The shutdown has prevented free media outlets and independent users from publishing real accounts of shelter conditions, hospital shortages, and other urgent realities. This deliberate blackout has opened the way for the spread of fake and manipulated news, allowing the regime to use the shock of war to consolidate its power and silence any dissenting voice.

The continuation of communicative deadlock and the legacy of the darkest era of civil liberties

A comparison of statistics from 2025 and the opening months of 2026 shows that Iran has entered a new era of blockage. Last year, repeated records of digital blackouts were registered at different times, but the current shutdown, taking place simultaneously with an external war, is unparalleled in world history in both duration and severity. Based on available data, Iranian users have spent more than half of the first quarter of this year in complete disconnection. This means living in a country where the right to access information has been systematically destroyed.

The social consequences of this situation are no less severe than its economic damage. The severing of contact with the outside world has created an intense sense of isolation among the younger generation and the educated elite. While across the world the internet serves as a tool for relief efforts and organization in times of crisis, in Iran it has been turned into an instrument for paralyzing civil society.

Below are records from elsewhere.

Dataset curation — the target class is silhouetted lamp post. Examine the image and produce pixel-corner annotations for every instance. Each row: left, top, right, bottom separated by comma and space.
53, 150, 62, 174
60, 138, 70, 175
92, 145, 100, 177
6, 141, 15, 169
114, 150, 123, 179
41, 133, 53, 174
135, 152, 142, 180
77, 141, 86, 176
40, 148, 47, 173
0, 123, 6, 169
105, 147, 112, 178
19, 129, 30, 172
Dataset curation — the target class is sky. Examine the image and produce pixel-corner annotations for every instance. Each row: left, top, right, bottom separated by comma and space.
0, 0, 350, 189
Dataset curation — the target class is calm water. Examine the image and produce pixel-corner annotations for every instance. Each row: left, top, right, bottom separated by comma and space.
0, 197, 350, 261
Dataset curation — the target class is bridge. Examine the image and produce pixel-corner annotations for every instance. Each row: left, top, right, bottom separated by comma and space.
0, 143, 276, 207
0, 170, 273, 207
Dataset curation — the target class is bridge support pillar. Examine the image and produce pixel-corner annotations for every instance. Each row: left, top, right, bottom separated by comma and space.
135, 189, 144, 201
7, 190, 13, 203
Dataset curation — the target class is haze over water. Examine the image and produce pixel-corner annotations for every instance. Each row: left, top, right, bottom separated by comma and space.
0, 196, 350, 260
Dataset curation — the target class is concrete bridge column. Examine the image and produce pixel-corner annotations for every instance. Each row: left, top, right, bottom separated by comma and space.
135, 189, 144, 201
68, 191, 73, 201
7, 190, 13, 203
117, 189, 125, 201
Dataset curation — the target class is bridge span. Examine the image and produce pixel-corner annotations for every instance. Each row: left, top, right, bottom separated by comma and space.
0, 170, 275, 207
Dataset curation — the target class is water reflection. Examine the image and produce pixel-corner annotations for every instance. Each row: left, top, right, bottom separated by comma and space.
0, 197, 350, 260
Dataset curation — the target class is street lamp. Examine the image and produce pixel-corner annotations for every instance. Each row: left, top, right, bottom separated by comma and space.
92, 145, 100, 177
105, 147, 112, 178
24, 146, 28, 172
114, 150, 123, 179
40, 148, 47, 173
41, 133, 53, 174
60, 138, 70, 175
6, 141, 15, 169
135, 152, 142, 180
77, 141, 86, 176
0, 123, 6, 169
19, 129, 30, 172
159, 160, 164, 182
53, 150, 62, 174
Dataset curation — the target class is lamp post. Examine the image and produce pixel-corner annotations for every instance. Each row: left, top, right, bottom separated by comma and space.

A catastrophe greater than missiles

The internet shutdown in Iran is a catastrophe whose scale is no less devastating than missile explosions. This action not only fails to provide national security, but by destroying the digital economy and household livelihoods, it has endangered human security itself. People who today are deprived of the right to work, the right to know, and the right to communicate are victims of a regime that would rather drag the country back to the Stone Age than allow truth to cross digital borders. The repeated use of this pattern shows that internet shutdowns are no longer an exception, but the rule.